Humans would be powerless to stop such a “superintelligence” (Bostrom 1998) from accomplishing its goals. Thus, if such a scenario is at all plausible, then it is critically important to program the goal system of this superintelligence such that it does not cause human extinction when it comes to power.

Success in that project could mean the difference between a utopian solar system of unprecedented harmony and happiness, and a solar system in which all available matter (including human flesh) has been converted into parts for a planet-sized computer built to solve difficult mathematical problems.[iii]

The technical challenges of designing the goal system of such a superintelligence are daunting.[iv] But even if we can solve those problems, the question of which goal system to give the superintelligence remains. It is at least partly a question of philosophy – a question of ethics.


In this chapter I argue that a single, powerful superintelligence - one variety of what Bostrom (2006) calls a “singleton" - is likely to arrive within the next 200 years unless a worldwide catastrophe drastically impedes scientific progress.

The singleton will produce very different future worlds depending on which normative theory is used to design its goal system. In chapter two, I survey many popular normative theories, and conclude that none of them offer an attractive basis for designing the motivational system of a machine superintelligence.

Chapter three reformulates and strengthens what is perhaps the most developed plan for the design of the singleton’s goal system ­– Eliezer Yudkowsky’s (2004) “Coherent Extrapolated Volition.” Chapter four considers some outstanding worries about this plan.

In chapter five I argue that we cannot decide how to design the singleton’s goal system without considering meta-ethics, because normative theory depends on meta-ethics. The next chapter argues that we should invest little effort in meta-ethical theories that do not fit well with our emerging reductionist picture of the world, just as we quickly abandon scientific theories that don’t fit the available scientific data. I also identify several meta-ethical positions that I think are good candidates for abandonment.

But the looming problem of the technological singularity requires us to have a positive theory, too. Chapter seven proposes some meta-ethical claims about which I think naturalists should come to agree. In the final chapter, I consider the implications of these meta-ethical claims for the design of the singleton’s motivational system.


[i] For a detailed history of achievements and milestone in artificial intelligence, see Nilsson (2009).

[ii] Bainbridge (2005), Baum et al. (2010), Chalmers (2010), Legg (2008), Vinge (1993), Nielsen (2011), Yudkowsky (2008).

[iii] This particular nightmare scenario is given in Yudkowsky (2001), who believes Marvin Minsky may have been the first to suggest it.
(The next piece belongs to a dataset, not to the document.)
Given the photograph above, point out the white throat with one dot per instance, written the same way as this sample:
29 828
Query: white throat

[iv] These technical challenges are discussed in the literature on artificial agents in general and Artificial General Intelligence (AGI) in particular. Russell and Norvig (2009) provide a good overview of the challenges involved in the design of artificial agents. Goertzel and Pennachin (2010) provide a collection of recent papers on the challenges of AGI. Yudkowsky (2010) proposes a new extension of causal decision theory to suit the needs of a self-modifying AI. Yudkowsky (2001) discusses other technical (and philosophical) problems related to designing the goal system of a superintelligence.